Please note that I am well versed in the theory you present. It is often used as a scientific basis for racial equality. I agree with the intent of the theory but I disagree with it as a practical truth. Life is just unfair. Anyway, the theory does address a valid point but here's why I think it's wrong:
I think searching for genetic markers at the molecular level doesn't yield results because behavioral and physical traits are abstractions on top of DNA.
Imagine two programs, one written in C++, the other in Haskell. Both programs have the same behavior... let's say they both return the derivative of an expression. If you analyze the source code for correlations without completely understanding it (largely the way we analyze DNA today) you will find that the languages are completely uncorrelated. Both are totally different in style, structure and syntax. This occurs even though the surface behavior (finding the derivative of an expression) is exactly identical. This is what I believe is happening with the DNA. You cannot find correlations with race because the correlations only occur at a higher level of abstraction not in the source code.
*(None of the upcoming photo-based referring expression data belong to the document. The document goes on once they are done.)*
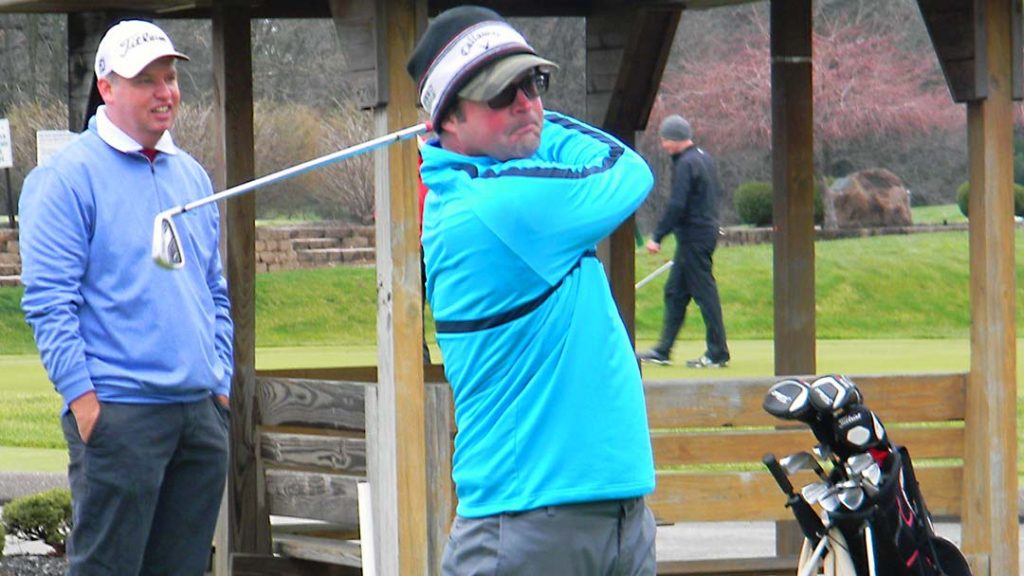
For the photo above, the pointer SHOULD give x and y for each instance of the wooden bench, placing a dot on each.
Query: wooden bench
(313, 450)
(710, 437)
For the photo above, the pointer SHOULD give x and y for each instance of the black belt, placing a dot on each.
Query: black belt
(463, 326)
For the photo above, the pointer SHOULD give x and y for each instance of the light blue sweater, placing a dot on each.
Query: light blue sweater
(104, 316)
(550, 406)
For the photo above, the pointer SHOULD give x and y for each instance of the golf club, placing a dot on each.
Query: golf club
(646, 280)
(167, 249)
(802, 461)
You can talk about red and blue balls all you want, but what matters is the real world. It's not inconceivable that like there are physical differences between the races, that there can be other differences as well. Refusing to see this isn't reasonable.
This doesn't follow. It becomes more clear why if you put it in more abstract terms. Take a bunch of balls, half red, half blue. Now assume some half of these balls are heavy (say 10lbs) and some half are light (say 2 lbs). Assume the balls have a bunch of other characteristics this way. Now what you're saying is that if we know a ball is e.g. Red, we can conclude something about the probability that it's e.g. heavy. Clearly that's not the case, why would it be? Unless you just assume a priori that the characteristics are distributed in a way that's correlated with ball color, there's no reason we should think there's an association between color and e.g. weight.